ABL can serve in particular the needs of SMEs that are at a growth stage or that face seasonal build-up of inventory or receivables, whose value can be hardly reflected into traditional loans that have already been underwritten. In this regard, ABL allows for more flexibility than traditional lending in accessing a credit line, whose limit can be expanded quickly, as the value of the underlying assets change. For instance, in the case of a revolving credit facility secured by receivables, the outstanding loan amount may fluctuate on a daily base, providing a significant degree of flexibility to the borrower to finance evolving working capital needs.
The lender’s close monitoring of the secured assets’ value also implies that highly leveraged firms, or firms that have experienced recent losses, can obtain cash flow more easily than it is generally the case for conventional lending. This is because conventional lenders, which do not rely on specific assets to support their loan and are not closely monitoring any underlying collateral, typically require borrowers to maintain a conservative financial position over the loan terms. In this regard, through ABL, companies with strong accounts receivables and a solid base of creditworthy customers can overcome temporarily lending constraints or accelerate access to working capital. For this reason, ABL is usually considered to be a transitional source of financing, to weather temporarily cash flow shortfalls, when the firm does not qualify for traditional bank lending, or to take advantage of growth opportunities.

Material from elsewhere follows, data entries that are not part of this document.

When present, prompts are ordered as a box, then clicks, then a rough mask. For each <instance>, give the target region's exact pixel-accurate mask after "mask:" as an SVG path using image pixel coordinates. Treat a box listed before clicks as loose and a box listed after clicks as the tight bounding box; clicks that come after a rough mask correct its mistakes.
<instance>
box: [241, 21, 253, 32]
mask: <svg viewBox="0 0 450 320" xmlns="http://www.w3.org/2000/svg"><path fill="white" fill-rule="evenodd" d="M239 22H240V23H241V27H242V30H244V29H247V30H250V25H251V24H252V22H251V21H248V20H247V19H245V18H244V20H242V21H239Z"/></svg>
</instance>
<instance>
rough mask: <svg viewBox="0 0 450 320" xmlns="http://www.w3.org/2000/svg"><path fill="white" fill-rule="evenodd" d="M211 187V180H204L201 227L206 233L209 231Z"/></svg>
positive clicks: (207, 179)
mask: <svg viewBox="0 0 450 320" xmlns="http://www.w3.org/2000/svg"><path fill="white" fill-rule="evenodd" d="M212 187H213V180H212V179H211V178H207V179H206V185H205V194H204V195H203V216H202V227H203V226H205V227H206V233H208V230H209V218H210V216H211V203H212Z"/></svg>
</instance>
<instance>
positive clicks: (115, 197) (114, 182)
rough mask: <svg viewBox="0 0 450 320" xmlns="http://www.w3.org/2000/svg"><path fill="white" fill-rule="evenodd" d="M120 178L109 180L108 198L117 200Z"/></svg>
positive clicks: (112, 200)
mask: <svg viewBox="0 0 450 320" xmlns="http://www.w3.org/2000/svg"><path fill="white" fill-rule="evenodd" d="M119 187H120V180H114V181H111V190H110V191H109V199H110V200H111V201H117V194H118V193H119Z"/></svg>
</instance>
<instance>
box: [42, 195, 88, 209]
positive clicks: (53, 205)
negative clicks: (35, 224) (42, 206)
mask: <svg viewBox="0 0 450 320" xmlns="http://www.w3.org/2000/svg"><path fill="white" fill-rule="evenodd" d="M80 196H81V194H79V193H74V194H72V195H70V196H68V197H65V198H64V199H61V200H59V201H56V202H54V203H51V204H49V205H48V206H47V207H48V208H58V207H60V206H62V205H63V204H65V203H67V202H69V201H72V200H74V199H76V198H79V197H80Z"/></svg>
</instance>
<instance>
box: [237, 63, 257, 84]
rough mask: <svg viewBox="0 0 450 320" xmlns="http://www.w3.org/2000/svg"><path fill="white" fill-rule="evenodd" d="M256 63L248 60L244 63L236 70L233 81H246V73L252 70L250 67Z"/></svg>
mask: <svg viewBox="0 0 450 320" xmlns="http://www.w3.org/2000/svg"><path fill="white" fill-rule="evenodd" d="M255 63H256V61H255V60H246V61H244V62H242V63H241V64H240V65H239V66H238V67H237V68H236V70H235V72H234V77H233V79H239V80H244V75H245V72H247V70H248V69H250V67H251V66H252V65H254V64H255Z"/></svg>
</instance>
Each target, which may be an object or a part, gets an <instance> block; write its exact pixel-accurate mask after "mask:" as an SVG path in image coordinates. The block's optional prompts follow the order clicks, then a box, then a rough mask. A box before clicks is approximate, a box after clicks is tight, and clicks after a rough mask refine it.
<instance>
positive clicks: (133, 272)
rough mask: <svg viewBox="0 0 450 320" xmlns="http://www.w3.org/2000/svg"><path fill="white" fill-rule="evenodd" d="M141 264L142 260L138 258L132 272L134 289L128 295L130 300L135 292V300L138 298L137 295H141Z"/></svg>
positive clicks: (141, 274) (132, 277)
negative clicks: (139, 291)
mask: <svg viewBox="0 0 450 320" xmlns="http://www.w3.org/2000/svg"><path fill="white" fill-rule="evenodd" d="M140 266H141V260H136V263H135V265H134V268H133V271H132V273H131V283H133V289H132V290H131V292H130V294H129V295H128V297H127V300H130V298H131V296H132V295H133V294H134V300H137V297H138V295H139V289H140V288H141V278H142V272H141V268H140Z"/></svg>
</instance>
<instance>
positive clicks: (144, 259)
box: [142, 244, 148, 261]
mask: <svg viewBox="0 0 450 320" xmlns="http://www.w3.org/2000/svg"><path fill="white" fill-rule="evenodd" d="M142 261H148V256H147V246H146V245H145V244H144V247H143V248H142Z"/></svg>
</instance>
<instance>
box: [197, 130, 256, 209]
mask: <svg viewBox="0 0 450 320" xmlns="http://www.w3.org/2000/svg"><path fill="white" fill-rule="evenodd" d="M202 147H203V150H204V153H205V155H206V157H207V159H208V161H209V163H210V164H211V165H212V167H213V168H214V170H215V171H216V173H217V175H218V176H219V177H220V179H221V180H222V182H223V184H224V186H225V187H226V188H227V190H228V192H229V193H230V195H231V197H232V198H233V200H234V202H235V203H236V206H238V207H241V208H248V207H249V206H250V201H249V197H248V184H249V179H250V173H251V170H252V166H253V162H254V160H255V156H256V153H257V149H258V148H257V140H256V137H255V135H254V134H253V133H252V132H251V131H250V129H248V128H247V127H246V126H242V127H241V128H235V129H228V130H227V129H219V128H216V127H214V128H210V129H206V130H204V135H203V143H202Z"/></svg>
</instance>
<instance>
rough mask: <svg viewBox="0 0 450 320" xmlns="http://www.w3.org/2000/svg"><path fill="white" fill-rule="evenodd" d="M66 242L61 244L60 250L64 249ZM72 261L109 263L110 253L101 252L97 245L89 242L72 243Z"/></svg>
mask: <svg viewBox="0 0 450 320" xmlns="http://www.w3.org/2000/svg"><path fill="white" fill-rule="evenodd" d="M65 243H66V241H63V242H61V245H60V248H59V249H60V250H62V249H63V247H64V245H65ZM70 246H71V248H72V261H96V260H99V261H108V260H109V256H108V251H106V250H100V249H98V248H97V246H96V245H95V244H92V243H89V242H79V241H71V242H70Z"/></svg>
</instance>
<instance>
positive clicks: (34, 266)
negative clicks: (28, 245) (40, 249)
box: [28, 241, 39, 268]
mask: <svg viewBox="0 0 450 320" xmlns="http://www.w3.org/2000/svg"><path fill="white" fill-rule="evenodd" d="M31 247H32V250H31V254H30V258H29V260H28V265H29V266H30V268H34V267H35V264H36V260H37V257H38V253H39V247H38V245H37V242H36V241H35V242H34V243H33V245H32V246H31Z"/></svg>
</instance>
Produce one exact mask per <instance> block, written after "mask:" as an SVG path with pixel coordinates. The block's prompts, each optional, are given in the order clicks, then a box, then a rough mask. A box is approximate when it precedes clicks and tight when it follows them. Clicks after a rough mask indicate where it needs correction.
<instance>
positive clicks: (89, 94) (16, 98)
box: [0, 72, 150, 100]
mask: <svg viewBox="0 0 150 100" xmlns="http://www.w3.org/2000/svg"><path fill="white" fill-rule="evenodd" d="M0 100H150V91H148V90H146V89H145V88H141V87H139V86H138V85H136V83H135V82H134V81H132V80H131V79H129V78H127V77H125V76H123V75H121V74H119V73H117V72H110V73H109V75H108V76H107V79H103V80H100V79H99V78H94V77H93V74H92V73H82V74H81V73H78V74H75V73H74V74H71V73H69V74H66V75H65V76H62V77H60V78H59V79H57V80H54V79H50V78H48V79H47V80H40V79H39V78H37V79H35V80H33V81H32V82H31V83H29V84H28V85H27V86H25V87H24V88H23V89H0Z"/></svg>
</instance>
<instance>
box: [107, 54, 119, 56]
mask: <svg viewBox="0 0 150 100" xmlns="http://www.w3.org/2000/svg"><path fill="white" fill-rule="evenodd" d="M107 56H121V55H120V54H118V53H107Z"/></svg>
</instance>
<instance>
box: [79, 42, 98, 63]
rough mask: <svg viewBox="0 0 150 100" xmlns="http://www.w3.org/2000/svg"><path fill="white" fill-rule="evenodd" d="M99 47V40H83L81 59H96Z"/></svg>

Features of asset-based loans
An asset based business line of credit is usually designed for the same purpose as a normal business line of credit – to allow the company to bridge itself between the timing of cash flows of payments it receives and expenses. The primary timing issue involves what are known as accounts receivables – the delay between selling something to a customer and receiving payment for it.
Factoring of receivables is a subset of asset-based lending (which uses inventory or other assets as collateral). The lender mitigates its risk by controlling who the company does business with to make sure that the company’s customers can actually pay.
Still another subset of a collateralize loan is a pledging of receivables and an assignment of receivables as collateral for the debt. In these instances, receivables are transferred to the lender when they are pledged as collateral. When the receivables are pledged as collateral, or assigned with the condition that the lender has recourse in the event the receivables are uncollectible, the receivables continue to be reported as the borrower’s asset on the borrower’s balance sheet and only a footnote is required to indicate these receivables are used as collateral for debt. The debt is reported as a liability on the borrower’s balance sheet and as an asset (specifically, a receivable) on the lender’s balance sheet.